System can automatically recover from SPIKE Keeper restarts without manual intervention
Architecture remains simpler with fewer conditional paths and state tracking
Future extensibility is preserved for new recovery mechanisms
Consistent behavior across all SPIKE Keeper instances
Reduced operational burden for managing the system

Negative

Slightly increased network traffic due to polling SPIKE Keepers that may remain empty
Potential resource usage for maintaining connections to SPIKE Keepers that consistently return 404
Additional log entries for expected 404 responses
May mask actual problems if a SPIKE Keeper is consistently unavailable for other reasons

Alternatives Considered

Stop Polling After Consistent 404 Responses

Rejected because it would require additional logic to track SPIKE Keeper states
Would introduce a permanent failure mode requiring manual intervention
Would not automatically benefit from future recovery mechanisms
Would add complexity to the codebase
Would create an inconsistent behavior pattern depending on response history

Event-Based Notification System

Rejected in favor of simple polling, though may be reconsidered in the future
Would require SPIKE Keepers to have knowledge of SPIKE Nexus, violating the design principle
More complex to implement and maintain
Introduces potential reliability issues with missed notifications
Would conflict with ADR-0021’s principle of SPIKE Keeper as a stateless shard holder

Decision Outcome

This decision is implemented as the standard behavior for SPIKE Nexus when interacting with SPIKE Keeper instances.
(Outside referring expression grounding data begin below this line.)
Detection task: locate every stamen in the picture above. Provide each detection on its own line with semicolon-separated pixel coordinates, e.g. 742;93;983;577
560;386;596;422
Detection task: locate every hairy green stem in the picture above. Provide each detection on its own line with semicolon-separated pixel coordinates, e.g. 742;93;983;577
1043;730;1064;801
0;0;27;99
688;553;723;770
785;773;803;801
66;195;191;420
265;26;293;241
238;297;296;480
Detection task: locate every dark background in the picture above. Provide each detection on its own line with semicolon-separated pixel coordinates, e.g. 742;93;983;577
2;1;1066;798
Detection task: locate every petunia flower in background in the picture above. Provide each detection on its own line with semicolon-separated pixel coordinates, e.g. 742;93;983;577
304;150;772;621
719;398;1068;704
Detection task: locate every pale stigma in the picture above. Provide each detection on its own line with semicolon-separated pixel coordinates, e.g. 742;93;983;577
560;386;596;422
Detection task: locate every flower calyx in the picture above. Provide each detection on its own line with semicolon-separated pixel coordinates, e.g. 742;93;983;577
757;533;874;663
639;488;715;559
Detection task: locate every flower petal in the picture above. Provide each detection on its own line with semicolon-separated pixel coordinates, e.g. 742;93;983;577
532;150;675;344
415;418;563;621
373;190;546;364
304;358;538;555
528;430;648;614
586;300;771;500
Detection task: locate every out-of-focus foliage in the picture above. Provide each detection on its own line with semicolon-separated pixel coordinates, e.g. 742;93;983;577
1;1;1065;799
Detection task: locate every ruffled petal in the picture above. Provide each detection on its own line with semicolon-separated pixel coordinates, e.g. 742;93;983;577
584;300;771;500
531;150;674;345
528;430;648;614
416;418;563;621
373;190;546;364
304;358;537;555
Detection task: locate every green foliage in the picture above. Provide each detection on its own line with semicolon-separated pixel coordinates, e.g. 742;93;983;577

The continuous polling approach:

Aligns with the principle of simplicity in the SPIKE architecture
Maintains the stateless nature of SPIKE Keepers as defined in ADR-0021
Provides immediate recovery when SPIKE Keepers become available
Supports future extensibility for alternative recovery mechanisms

The system should be monitored for any performance impacts from continuous polling, but the architectural benefits outweigh the minimal resource costs associated with this approach.